Oradan yaralı kurtulan Osman Partal, kurşuna dizenlere Şemdin Sakık’ın komuta ettiğini söylüyor…

Ama sadece bunu söylemiyor.

Ateşkes döneminde ölüme nasıl gittiklerini, nasıl gönderildiklerini anlatıyor.

Diyor ki, Malatya İl Jandarma’dan hareket ettiğimizde tuhaflıklar başladı.

Sivil olarak yola çıktık. Hiçbir koruma verilmedi.

Elazığ’a yaklaştığımız halde koruma gelmedi. Şoförler sık sık mola verdi. Bir ara arkadaki aracın tekerleği patladı diye durduk. Şoför lastikle uğraşmadı, telsizle konuştu.

Bingöl’e girerken yol PKK tarafından kesilmişti. Şoför dönmedi, bizi oraya sürdü.

Midibüslerde 54 silahsız asker…

33’ü kurşuna dizildi; yaralı kurtulan dışında, kaçırılan 18 kişi sonra serbest bırakıldı.

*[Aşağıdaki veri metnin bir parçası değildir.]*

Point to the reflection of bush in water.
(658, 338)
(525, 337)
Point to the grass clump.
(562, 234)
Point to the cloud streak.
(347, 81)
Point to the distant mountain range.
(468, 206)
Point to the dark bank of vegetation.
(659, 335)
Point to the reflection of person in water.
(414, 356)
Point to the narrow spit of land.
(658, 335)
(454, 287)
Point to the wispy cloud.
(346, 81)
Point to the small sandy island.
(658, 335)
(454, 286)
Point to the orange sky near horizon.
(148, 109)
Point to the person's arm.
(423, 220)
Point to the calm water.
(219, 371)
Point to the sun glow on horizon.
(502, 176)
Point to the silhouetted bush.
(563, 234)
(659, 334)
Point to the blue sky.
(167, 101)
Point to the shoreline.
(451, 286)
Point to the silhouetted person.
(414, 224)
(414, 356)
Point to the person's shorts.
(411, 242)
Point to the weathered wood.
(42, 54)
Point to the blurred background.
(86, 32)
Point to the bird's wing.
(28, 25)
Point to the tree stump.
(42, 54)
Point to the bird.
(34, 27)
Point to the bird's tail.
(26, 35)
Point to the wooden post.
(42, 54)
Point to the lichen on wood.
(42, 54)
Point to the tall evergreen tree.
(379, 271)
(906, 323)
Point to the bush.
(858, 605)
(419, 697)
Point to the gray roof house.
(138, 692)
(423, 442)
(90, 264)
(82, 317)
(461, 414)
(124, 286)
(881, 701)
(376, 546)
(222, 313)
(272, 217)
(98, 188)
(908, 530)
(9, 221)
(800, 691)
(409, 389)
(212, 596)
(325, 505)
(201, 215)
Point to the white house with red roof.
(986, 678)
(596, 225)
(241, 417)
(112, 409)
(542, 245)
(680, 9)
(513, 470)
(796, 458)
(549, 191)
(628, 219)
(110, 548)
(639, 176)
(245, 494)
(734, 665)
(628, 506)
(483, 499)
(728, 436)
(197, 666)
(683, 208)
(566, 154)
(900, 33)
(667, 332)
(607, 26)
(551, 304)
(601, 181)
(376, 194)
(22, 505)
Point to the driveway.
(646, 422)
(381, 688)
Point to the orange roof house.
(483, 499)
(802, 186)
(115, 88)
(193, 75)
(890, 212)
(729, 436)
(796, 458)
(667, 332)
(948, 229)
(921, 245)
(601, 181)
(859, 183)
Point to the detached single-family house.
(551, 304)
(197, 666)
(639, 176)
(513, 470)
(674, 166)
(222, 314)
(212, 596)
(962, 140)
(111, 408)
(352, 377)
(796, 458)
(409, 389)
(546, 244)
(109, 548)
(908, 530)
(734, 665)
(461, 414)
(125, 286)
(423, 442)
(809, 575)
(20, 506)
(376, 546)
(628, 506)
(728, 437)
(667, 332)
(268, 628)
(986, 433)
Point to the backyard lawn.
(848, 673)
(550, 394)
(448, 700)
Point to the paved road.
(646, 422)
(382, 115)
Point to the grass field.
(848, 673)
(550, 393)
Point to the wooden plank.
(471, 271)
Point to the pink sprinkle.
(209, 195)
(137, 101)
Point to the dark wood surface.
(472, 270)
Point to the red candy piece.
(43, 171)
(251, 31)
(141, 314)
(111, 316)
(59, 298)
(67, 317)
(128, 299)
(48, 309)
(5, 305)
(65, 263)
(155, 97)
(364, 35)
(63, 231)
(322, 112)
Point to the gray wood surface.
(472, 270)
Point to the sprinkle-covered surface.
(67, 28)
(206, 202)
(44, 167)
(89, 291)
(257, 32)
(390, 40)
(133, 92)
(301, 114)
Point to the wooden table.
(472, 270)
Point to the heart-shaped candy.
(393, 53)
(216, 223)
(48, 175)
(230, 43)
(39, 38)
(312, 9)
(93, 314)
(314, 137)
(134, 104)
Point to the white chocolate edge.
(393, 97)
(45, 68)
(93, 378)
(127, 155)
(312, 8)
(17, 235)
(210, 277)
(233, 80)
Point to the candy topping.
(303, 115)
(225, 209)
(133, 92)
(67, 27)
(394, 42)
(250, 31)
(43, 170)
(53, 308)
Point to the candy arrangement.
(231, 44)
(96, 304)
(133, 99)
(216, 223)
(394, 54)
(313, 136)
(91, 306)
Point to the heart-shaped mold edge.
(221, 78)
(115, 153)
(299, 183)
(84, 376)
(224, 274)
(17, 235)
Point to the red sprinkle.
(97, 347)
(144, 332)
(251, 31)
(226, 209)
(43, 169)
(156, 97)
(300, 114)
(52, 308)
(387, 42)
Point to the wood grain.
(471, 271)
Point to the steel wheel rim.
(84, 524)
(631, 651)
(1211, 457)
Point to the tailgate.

Türkiye, yani Meclis, yargı, medya…

20’inci yılına gelen bu olayın hakikatini bilemedi.

Ne oldu…

Sonra, sene 2012, yine bir benzeri.

Hakikati aramayan devlet, katliamdan yaralı kurtulan askeri, en önemli tanığı ise ancak 18 yılda Gazi ilan edebildi.

Fazla masraf olmasın diye!

Soru-cevap, takas-makas

Enver Aysever’in “beslediğiniz gazeteciler” sorusunu, Ağaoğlu “sadece bir dostu”nun ismini verip cevapladı; ama dost diye vurgulayarak.

Bilmiyordum; “dost” da kendisini TV’ye çıkarmış zaten.

Portföyünde başkaca da gazeteci bulunmadığını söyledi.

Geçen gün burada Bahçeşehir ve Gökkafes misallerinden; orada bazısına hediye ama birçoğuna da fiyat indirimleriyle “destek” çıkılan gazetecilerden bahsetmiştim.

Soru yine aynıdır:

İlan-reklam kampanyası; yurtdışı gezi vesaire furyası arasında, özellikle yönetici pozisyonda olmak üzere, 1453 arazi fethine katılmış, hatta haber dilinden çok uzak reklam diliyle cilalı haber-yazı döşenmiş, bu “dostluk” sayesinde “kuyruklarda” denen “millet”ten daha uygun fiyatlarla kıyak yapılmış gazeteci var mı?

Sorunun özü şudur:

Ne karşılığında?

Neyi takas ederek?

Yoksa ağa da, paşa da, bey de güle güle otursun!